Contohnya adalah ritual yubitsume, di mana seorang anggota memotong sebagian jarinya (biasanya jari kelingking).
Cara ini merupakan bentuk penebusan dosa atau permintaan maaf kepada oyabun atas kesalahannya sendiri atau kesalahan orang yang berada di bawah tanggung jawabnya.
6. Yakuza Masih Eksis?
Yakuza kabarnya masih menjadi kelompok yang menonjol dan berpengaruh di Jepang modern. Meskipun ada peningkatan upaya oleh lembaga penegak hukum untuk menindak kejahatan terorganisir, sindikat ini terus beroperasi baik secara terbuka maupun sembunyi-sembunyi di seluruh negeri.
Salah satu sumber pendapatan utama Yakuza adalah melalui operasi perjudian ilegal. Ini mencakup semuanya, mulai dari permainan tradisional Jepang seperti pachinko hingga bentuk taruhan online yang lebih modern. Yakuza banyak mengendalikan bar, klub malam, dan tempat hiburan lainnya di mana mereka dapat memperoleh uang melalui pemerasan, pemerasan, dan pencucian uang.
Perdagangan narkoba adalah sumber pendapatan utama Yakuza. Mereka terlibat dalam impor dan distribusi obat-obatan seperti metamfetamin dan ganja di seluruh Jepang. Sindikat ini juga memiliki pengaruh yang signifikan dalam industri seks – mengoperasikan rumah pelacuran dan mengeksploitasi perempuan demi keuntungan.
Yakuza dikenal karena kedekatannya dengan politisi Jepang, pemimpin bisnis, dan tokoh berpengaruh lainnya. Hal ini memungkinkan mereka untuk memberikan pengaruh terhadap berbagai aspek masyarakat Jepang – termasuk pengembangan real estate, proyek konstruksi, dan bahkan tim olahraga profesional.
Dalam beberapa tahun terakhir, ada upaya pemerintah Jepang untuk menindak aktivitas Yakuza. Hal ini termasuk mengeluarkan undang-undang yang melarang berbisnis dengan organisasi kriminal atau memberikan dukungan keuangan kepada mereka.

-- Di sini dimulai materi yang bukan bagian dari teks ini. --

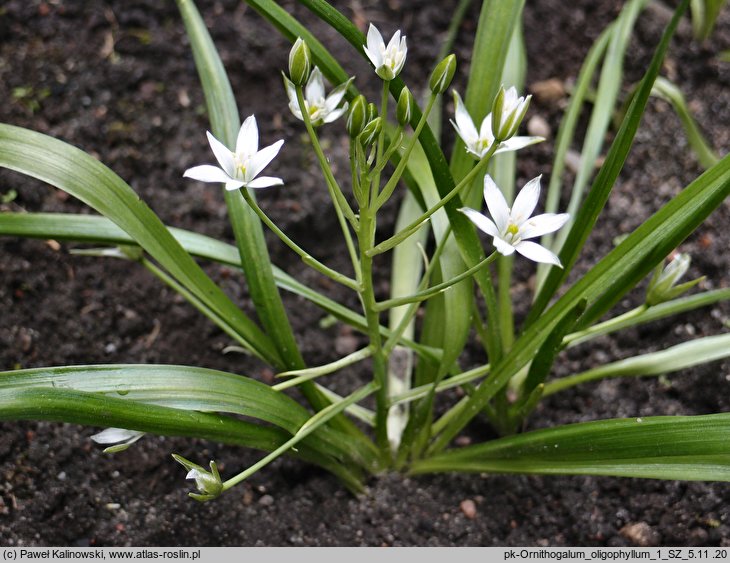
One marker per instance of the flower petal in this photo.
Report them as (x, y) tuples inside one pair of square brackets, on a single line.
[(537, 253), (261, 160), (543, 224), (314, 91), (265, 182), (526, 201), (247, 142), (496, 204), (207, 173), (481, 221), (503, 247), (222, 153), (517, 143)]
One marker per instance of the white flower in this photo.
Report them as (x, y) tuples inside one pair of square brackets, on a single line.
[(388, 61), (511, 227), (239, 169), (321, 109), (121, 437), (478, 142)]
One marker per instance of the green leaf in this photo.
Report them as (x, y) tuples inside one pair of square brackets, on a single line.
[(100, 230), (601, 189), (246, 225), (78, 407), (181, 387), (85, 178), (693, 448), (682, 356), (608, 281)]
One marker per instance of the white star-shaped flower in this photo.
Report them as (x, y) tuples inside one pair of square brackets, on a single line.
[(388, 61), (239, 169), (512, 227), (478, 142), (321, 109)]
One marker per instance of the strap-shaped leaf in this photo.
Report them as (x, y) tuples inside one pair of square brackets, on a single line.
[(87, 179), (181, 387), (694, 448), (100, 230), (79, 407)]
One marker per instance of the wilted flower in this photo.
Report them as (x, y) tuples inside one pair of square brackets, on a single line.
[(511, 227), (120, 437), (478, 142), (663, 285), (320, 109), (388, 61), (239, 169), (508, 111), (208, 483)]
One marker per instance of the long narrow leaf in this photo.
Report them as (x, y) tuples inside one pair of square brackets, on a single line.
[(693, 448), (85, 178)]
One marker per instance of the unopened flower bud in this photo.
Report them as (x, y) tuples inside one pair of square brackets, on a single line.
[(371, 131), (442, 75), (300, 63), (357, 117), (209, 483), (404, 110), (508, 110)]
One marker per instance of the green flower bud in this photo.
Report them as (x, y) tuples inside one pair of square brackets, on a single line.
[(404, 110), (372, 111), (300, 62), (508, 110), (371, 132), (442, 75), (357, 117)]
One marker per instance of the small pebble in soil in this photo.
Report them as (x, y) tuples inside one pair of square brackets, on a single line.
[(469, 508), (640, 533)]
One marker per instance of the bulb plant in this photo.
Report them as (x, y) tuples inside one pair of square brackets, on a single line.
[(442, 268)]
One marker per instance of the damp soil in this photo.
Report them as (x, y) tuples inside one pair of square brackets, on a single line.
[(117, 79)]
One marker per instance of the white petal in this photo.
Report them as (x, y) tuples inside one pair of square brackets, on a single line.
[(116, 435), (542, 224), (482, 221), (234, 185), (464, 125), (537, 253), (207, 173), (503, 247), (261, 159), (517, 143), (394, 43), (265, 182), (332, 115), (496, 203), (526, 201), (314, 90), (248, 138), (222, 153)]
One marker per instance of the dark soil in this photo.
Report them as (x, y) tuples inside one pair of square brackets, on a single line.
[(116, 79)]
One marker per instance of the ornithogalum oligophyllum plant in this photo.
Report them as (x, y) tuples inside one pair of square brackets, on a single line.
[(459, 229)]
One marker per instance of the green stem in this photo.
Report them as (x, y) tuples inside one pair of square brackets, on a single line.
[(304, 255), (435, 290), (342, 208), (305, 430), (418, 223), (393, 181)]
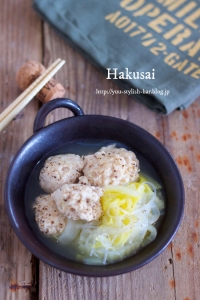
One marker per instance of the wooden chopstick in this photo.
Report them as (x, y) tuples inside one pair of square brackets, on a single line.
[(20, 102)]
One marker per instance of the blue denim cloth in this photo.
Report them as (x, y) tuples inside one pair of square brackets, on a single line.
[(137, 37)]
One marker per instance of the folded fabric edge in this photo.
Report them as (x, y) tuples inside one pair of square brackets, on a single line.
[(149, 101)]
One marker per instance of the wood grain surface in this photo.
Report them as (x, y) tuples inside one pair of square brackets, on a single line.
[(173, 275)]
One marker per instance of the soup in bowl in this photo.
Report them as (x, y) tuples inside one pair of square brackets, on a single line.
[(134, 216)]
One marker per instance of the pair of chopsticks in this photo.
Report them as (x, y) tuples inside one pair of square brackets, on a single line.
[(18, 104)]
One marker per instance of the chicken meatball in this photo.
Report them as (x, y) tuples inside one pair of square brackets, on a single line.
[(110, 165), (78, 201), (48, 217), (60, 169)]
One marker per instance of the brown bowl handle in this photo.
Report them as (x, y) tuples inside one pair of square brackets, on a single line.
[(53, 104)]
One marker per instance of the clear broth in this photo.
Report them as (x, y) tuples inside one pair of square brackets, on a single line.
[(33, 189)]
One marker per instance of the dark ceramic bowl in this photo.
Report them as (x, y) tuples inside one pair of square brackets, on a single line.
[(91, 127)]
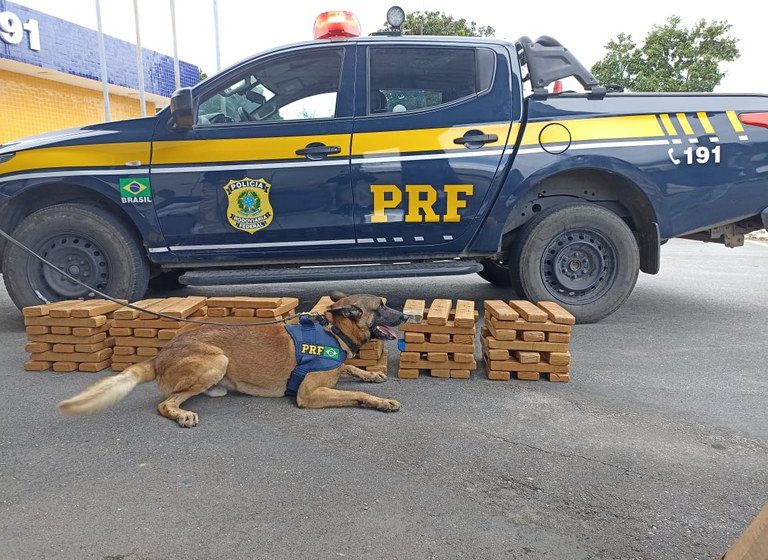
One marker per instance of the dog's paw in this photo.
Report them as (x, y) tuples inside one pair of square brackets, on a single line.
[(389, 405), (187, 419)]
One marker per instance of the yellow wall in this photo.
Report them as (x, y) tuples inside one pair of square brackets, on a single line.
[(30, 105)]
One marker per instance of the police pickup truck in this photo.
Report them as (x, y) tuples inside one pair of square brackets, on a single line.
[(388, 156)]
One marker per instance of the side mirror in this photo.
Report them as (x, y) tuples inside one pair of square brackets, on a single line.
[(182, 109)]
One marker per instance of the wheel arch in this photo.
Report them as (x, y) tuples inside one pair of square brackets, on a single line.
[(43, 195), (602, 186)]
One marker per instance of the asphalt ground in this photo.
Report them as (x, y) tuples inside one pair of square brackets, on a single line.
[(658, 448)]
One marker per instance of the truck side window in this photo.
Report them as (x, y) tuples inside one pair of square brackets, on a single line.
[(404, 78), (302, 85)]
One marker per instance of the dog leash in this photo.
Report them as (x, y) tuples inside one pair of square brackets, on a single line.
[(141, 309)]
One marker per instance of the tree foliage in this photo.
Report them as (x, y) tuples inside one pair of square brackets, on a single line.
[(439, 23), (672, 57)]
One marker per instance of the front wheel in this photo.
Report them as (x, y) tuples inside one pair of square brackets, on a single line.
[(83, 240), (582, 256)]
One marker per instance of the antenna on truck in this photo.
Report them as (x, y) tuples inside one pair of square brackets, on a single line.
[(547, 61)]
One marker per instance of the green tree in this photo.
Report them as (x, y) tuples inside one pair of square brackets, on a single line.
[(672, 58), (438, 23)]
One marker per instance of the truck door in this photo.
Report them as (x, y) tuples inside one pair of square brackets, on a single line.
[(431, 125), (265, 170)]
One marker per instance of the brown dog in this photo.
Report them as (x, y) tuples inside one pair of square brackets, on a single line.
[(259, 360)]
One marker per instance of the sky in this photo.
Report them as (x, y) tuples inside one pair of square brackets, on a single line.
[(248, 27)]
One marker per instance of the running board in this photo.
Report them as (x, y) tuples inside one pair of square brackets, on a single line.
[(208, 277)]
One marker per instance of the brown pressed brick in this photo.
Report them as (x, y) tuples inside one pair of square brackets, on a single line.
[(94, 366), (414, 337), (500, 310), (287, 305), (528, 311), (464, 314), (437, 357), (533, 336), (501, 334), (67, 322), (559, 358), (439, 338), (461, 357), (463, 339), (404, 373), (245, 301), (532, 346), (37, 347), (521, 325), (498, 375), (558, 337), (527, 357), (68, 338), (556, 313), (96, 346), (38, 365), (415, 309)]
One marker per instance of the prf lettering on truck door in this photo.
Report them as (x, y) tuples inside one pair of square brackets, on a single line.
[(421, 201)]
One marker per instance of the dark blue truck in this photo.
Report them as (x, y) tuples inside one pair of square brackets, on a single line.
[(388, 157)]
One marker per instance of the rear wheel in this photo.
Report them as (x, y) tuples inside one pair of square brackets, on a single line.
[(581, 256), (85, 241)]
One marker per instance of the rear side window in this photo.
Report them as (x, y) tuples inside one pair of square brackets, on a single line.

Namun, meskipun ada upaya-upaya ini, Yakuza tetap menjadi kekuatan yang kuat dalam masyarakat Jepang. Pengaruh mereka melampaui organisasi kriminal mereka sendiri – menyentuh semua aspek kehidupan Jepang mulai dari politik hingga hiburan.
Selama mereka masih aktif, mereka akan terus menjadi tantangan besar bagi aparat penegak hukum yang berupaya menjaga ketertiban dan stabilitas di Jepang.